JP Morgan is taking a page from George Gershwin’s classic 1937 tune, “Things Are Looking Up,” which debuted amid a brightening in the Great Depression.
Due to Joe Biden’s presidential victory, an apparently split Congress, an accommodative Federal Reserve, and hopeful vaccine news, the firm says we are heading into “market nirvana.” In the annals of bullish calls, this one is a lollapalooza.
JPM’s outlook for stocks “is significantly clearing up,” according to a note to clients penned by Dubravko Lakos-Bujas and his team of strategists. With a Democratic House and (depending on two Senate runoff contests in Georgia) a Republican Senate, there is a “goldilocks” situation where Biden can’t impose higher corporate taxes, by the firm’s estimation.
But he can, without congressional approval, mute President Donald Trump’s trade war, which has weighed on US commerce, the note mentioned.
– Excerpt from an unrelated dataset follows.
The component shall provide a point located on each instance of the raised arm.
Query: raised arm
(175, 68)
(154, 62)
Amid a raft of third-quarter earnings reports that beat estimates, JPM boosted its earnings per share expectations for this year and next. What’s more, the bank significantly lifted its market projection. It previously had the S&P 500 topping out at 3,600 this year. After Monday’s increase, the index now is 3,550, within hailing distance of the estimate. That’s a nice improvement of late. It closed out a stinko October at 3,269.
Now, JPM projects that the S&P 500 will reach 4,000 by early next year, which would mean a 12.6% advance from Monday’s close, and perhaps hit 4,500 at year-end 2021.
Goosing yesterday’s results was word that Pfizer had produced a coronavirus vaccine that, in trials, was more than 90% effective in preventing COVID-19. Should those findings hold up—other seeming breakthroughs have disappointed in the past—then the world could look forward to an end to the pandemic.
The strategists allowed that “some short-term risk” was inherent in the assumption that the Senate would stay in Republican control. The two George runoffs, for seats that the GOP has controlled, likely will result in at least one Republican victory, the note declared. The risk, however, is “overstated,” the report contended.
At the same time, it went on, the Democrat’s House majority is shrinking somewhat, which means a move toward the center. And that, the note pointed out, “is generally positive for risky assets.”
Meanwhile, JPM applauded the Fed’s willingness to continue with near-zero short-term interest rates and bond buying, along with similar efforts from central banks elsewhere.
One caveat: After the Gershwin song appeared in 1937, the nation’s economy took another downward movement.